Inhalt: Prall gefüllt und unheilschwanger ziehen dunkle Wolken über die Pyrenäen. Erste Blitze brechen sich Bahn. Einer trifft Domènec, einen dichtenden Bauern, der gerade vor dem Gewitter flüchtet. Zurück bleiben seine Frau Sió und die beiden Kinder Mia und Hilari. Doch der Tod Domènecs wird nicht das einzige Unglück bleiben, das die Familie ereilt.

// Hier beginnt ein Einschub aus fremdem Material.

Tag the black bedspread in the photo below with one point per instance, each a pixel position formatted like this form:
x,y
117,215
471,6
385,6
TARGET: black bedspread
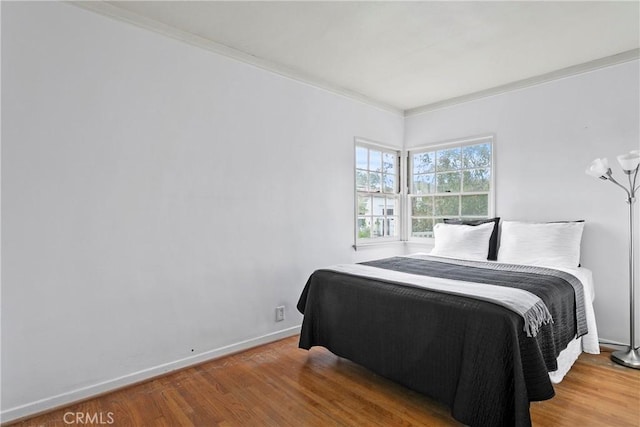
x,y
469,354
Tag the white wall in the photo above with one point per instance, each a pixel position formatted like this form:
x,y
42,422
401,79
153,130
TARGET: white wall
x,y
546,136
159,201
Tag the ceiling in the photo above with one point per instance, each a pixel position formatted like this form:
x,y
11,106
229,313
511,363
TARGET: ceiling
x,y
402,55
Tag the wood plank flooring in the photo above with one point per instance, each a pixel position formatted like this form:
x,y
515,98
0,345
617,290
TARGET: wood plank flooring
x,y
281,385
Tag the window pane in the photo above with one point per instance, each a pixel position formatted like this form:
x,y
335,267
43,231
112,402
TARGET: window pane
x,y
377,226
476,156
423,162
421,227
424,184
375,160
364,205
449,159
375,181
422,206
390,226
448,182
389,163
389,183
475,205
362,161
446,205
362,181
391,206
364,227
377,208
477,180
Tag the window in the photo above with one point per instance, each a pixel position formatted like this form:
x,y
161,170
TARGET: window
x,y
453,181
377,178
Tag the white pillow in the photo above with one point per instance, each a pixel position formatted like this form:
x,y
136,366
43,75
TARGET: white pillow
x,y
552,244
462,241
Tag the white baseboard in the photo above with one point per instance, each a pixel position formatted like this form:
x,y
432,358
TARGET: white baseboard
x,y
613,344
67,398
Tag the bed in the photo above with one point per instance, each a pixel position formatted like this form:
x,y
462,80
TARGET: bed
x,y
483,337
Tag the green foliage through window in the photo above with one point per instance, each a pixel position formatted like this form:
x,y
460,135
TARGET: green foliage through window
x,y
451,182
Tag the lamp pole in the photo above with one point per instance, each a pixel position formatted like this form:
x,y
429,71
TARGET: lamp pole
x,y
630,164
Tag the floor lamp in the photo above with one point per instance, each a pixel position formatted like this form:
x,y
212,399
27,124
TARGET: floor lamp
x,y
600,169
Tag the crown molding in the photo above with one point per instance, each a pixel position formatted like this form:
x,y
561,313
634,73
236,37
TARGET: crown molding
x,y
586,67
114,12
127,16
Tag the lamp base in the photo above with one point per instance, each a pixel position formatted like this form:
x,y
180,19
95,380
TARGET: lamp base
x,y
629,358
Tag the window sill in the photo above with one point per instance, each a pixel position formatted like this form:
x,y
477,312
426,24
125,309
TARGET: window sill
x,y
376,245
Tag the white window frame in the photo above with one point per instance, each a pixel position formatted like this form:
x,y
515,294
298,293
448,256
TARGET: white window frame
x,y
397,194
410,193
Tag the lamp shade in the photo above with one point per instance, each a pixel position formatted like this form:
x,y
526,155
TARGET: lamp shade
x,y
598,168
629,161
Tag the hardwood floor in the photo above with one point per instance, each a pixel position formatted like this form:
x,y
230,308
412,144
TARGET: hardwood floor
x,y
281,385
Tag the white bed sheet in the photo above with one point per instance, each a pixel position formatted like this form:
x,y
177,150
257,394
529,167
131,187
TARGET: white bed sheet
x,y
588,343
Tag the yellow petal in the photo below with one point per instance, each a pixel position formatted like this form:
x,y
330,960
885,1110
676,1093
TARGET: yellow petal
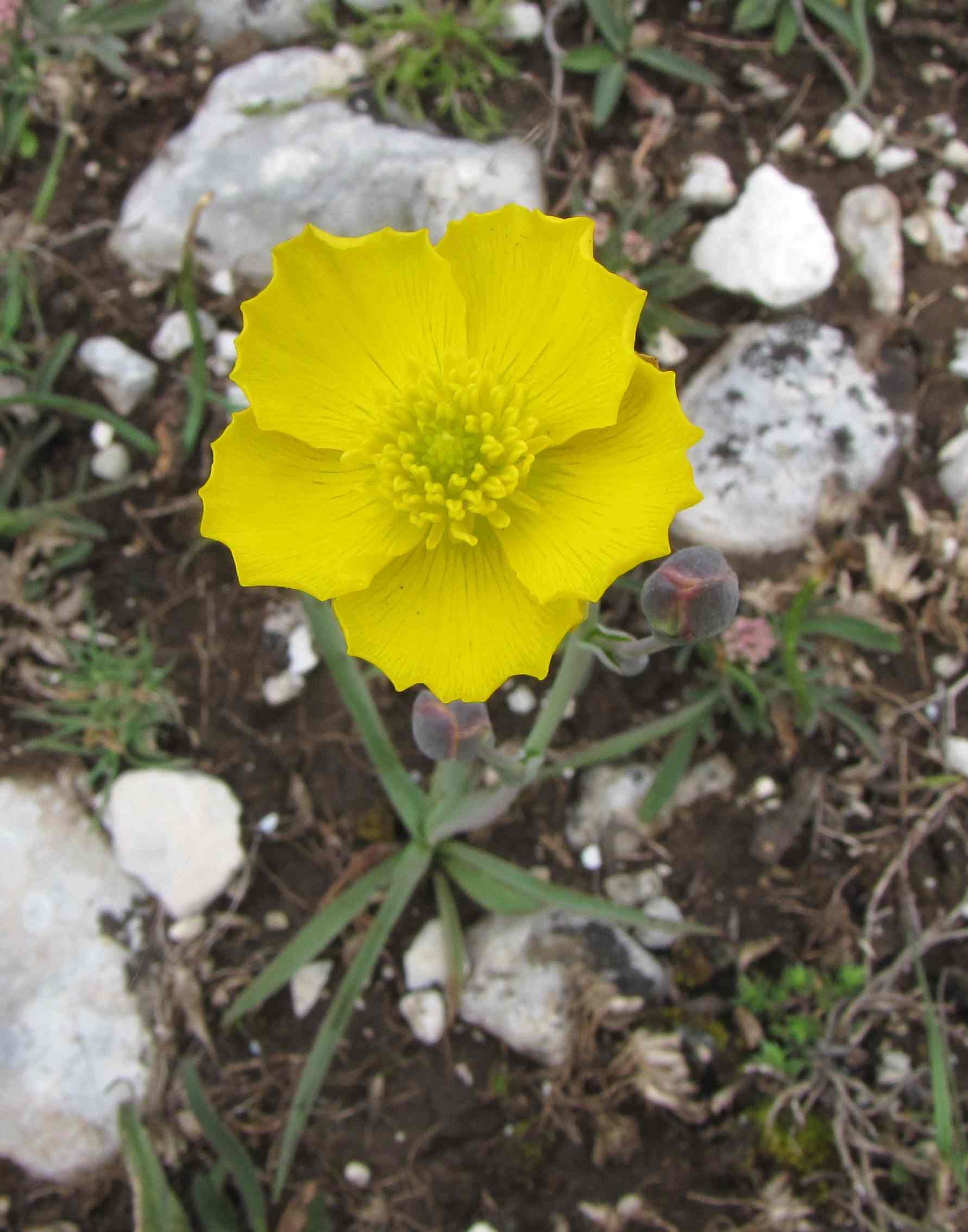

Persönliche Meinung: „Singe ich, tanzen die Berge“ ist ein Roman der katalanischen Schriftstellerin Irene Solà. Erzählt wird der Roman episodenartig aus einer Vielzahl von Ich-Perspektiven. Hierbei kommen nicht nur menschliche Figuren (wie Sió oder Mia) zu Wort, sondern auch ein Rehbock, ein Geist, Pilze und die Pyrenäen selbst. Das Besondere ist, dass jede Perspektive eine unverwechselbare Erzählstimme und Sichtweise besitzt, die sich von den anderen Perspektiven unterscheiden. Die Episoden erscheinen auf den ersten Blick als eher unzusammenhängende Sequenzen. Allerdings ergeben sie, je weiter man liest, – einem Mosaik gleich – ein Gesamtbild. Die Lektüre von „Singe ich, tanzen die Berge“ ist insgesamt sehr intensiv. Dies hängt einerseits mit der sprachlichen Seite des Romans zusammen: Solà schreibt sehr bildhaft, metaphorisch und lyrisch; Wortwahl und Satzbau sind ungezähmt, stellenweise urwüchsig (Petra Zickmanns Übersetzung aus dem Katalanischen fängt dies großartig ein). Die beeindruckende Sprachgewandtheit und Bildgewalt spürt man auf jeder Seite: Während der Lektüre wird man auf eine angenehme Art mit Worten und Bildern gesättigt, sodass man nach jedem der 18 Kapitel – ähnlich wie die Wolken zu Beginn des Romans, aber in einem positiven Sinne – prall gefüllt ist. Durch diese sprachliche Intensität ist „Singe ich, tanzen die Berge“ umfassender, als seine etwas mehr als 200 Seiten annehmen lassen. Der zweite Aspekt, der die Lektüre so intensiv macht, ist die Handlung des Romans: Auf der einen Seite fängt Solà Einzelschicksale wie in einem Brennglas ein: Diese sind selten bruchlos, oft tragisch, teilweise aber auch ungemein lebensbejahend. Auf der anderen Seite werden diese Einzelschicksale durch die Perspektiven der mystischen Wesen oder der Pyrenäen – quasi im Weitwinkel – relativiert. So tragisch oder erfüllend sie auch sind: Im Fluss der Zeit verlieren sie ein Stück weit an Bedeutung. Insgesamt ist „Singe ich, tanzen die Berge“ ein vielstimmiger, sprachgewaltiger, ja stellenweise ungestümer Roman, dessen Lektüre intensiv ist.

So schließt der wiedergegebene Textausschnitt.